First trained in English and German Studies at Friedrich Schiller University, Jena (East Germany), I later embarked on a second career in Chinese Studies at Ludwig Maximilians University in Munich, with Japanese Studies and Chinese Art and Archaeology as minors. After my doctorate in 1998, I taught at Christian Albrechts University in Kiel (where I habilitated in 2004) and Albert Ludwigs University Freiburg. Since 2007, I have been teaching in the Department of Asian Languages & Civilizations at the University of Colorado, Boulder.
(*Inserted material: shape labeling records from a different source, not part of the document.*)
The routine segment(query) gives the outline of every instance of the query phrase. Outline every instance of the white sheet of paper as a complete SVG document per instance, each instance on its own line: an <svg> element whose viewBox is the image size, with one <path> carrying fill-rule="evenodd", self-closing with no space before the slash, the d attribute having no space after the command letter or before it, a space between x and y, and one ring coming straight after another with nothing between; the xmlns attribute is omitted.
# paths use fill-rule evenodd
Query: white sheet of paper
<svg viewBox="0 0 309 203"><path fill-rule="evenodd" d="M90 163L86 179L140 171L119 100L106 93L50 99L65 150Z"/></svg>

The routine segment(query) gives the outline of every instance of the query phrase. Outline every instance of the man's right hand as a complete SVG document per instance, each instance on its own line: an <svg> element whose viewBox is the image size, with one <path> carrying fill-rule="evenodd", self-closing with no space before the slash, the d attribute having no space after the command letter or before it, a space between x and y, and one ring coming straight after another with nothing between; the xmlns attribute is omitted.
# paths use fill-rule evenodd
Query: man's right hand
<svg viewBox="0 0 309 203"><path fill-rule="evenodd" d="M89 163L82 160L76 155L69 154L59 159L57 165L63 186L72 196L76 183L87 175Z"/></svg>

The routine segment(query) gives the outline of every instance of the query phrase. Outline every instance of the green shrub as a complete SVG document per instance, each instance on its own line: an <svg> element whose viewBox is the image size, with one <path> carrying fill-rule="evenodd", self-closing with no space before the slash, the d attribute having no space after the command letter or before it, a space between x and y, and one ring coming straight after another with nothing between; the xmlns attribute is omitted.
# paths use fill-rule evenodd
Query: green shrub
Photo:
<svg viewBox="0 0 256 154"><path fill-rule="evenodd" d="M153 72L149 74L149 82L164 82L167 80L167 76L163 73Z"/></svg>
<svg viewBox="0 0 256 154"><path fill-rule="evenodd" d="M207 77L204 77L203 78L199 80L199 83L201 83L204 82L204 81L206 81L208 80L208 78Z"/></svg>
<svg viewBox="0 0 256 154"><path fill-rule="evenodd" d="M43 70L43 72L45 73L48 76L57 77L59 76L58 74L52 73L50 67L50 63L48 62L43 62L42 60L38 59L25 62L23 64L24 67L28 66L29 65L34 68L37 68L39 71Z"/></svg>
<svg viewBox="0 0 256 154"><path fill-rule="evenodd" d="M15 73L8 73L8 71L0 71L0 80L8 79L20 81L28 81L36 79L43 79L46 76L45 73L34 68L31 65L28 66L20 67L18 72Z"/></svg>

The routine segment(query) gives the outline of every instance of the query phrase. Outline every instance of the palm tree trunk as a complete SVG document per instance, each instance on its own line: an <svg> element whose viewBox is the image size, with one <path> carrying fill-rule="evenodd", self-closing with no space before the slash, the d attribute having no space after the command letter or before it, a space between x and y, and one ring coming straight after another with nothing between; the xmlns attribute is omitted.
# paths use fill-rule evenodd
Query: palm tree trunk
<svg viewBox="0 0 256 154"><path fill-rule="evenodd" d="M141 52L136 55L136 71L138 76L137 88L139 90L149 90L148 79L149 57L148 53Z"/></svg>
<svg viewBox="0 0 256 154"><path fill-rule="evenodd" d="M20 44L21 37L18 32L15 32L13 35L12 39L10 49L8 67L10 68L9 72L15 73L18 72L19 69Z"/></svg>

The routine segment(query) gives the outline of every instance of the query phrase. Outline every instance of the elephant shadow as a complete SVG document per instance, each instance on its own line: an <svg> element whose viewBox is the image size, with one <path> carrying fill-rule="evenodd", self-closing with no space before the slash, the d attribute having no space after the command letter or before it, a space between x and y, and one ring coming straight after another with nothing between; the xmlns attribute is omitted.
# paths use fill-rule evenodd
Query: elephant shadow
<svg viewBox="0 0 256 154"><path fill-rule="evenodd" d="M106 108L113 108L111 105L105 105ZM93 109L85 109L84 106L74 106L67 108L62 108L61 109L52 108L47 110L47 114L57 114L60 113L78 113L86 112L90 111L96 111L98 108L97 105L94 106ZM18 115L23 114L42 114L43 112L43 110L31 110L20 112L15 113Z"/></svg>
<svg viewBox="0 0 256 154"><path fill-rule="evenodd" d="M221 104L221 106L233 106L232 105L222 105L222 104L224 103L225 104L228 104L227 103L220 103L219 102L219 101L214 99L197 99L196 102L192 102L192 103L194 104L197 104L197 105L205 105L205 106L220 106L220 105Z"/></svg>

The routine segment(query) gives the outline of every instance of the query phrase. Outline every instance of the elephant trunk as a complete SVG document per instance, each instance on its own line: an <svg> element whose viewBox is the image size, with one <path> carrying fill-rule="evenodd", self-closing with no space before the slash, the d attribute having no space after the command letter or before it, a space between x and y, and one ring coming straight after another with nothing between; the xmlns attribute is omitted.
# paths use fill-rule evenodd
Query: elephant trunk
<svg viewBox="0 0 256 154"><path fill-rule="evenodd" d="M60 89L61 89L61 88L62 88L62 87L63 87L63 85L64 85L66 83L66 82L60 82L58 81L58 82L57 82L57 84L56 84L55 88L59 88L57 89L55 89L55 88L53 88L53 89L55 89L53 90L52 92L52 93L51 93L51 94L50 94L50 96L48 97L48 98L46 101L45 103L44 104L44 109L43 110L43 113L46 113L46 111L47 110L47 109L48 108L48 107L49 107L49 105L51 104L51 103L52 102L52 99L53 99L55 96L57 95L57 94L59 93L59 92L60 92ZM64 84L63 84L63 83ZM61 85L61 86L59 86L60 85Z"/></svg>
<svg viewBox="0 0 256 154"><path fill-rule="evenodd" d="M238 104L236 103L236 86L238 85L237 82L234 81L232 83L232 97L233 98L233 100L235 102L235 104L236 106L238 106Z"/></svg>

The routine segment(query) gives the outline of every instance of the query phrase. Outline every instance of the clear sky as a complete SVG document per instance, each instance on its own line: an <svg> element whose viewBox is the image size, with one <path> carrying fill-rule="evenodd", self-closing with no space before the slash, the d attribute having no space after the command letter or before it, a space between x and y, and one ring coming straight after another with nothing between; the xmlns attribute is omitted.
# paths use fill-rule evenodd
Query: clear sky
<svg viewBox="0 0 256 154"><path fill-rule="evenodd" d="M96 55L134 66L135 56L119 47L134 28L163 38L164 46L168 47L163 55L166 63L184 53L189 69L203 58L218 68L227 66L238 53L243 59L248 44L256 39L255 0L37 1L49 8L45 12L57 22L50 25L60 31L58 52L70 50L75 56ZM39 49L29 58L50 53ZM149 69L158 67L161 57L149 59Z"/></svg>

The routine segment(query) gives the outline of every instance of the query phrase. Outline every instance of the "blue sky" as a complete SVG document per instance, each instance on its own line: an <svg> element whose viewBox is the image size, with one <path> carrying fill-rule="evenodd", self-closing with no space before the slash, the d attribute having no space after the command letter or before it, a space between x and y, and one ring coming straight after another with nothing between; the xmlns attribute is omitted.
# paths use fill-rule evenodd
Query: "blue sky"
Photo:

My main research interests lie in the rich literature and culture of early and medieval China. My first book in English, Letter Writing & Epistolary Culture in Early Medieval China, was published by Washington University Press in 2013. The edited volume History of Chinese Epistolary Culture (Brill, 2015) collects twenty-five articles about a variety of topics throughout Chinese history. The prevalence of health reports and inquiries in Chinese personal letters sparked my research interest in illness narratives across genres in medieval China. In my forthcoming book Health & the Art of Living: Illness Narratives in Early Medieval Chinese Literature, I show how health and illness are represented in literary criticism, autobiography, correspondence, historical accounts, poetry, and religious scriptures to find out what role these representations play in larger narrative contexts and what they tell us about the medieval Chinese understanding of health and illness. For a second, related project I also look across genres—this time not so much because I am interested in a particular theme, but rather because I am exploring the role of the imagination in Chinese medieval literature and literary thought.
From 2014 to 2024 I was Editor for East Asia at the Journal of the American Oriental Society (JAOS). Since 2020, I have been President of the Early Medieval China Group.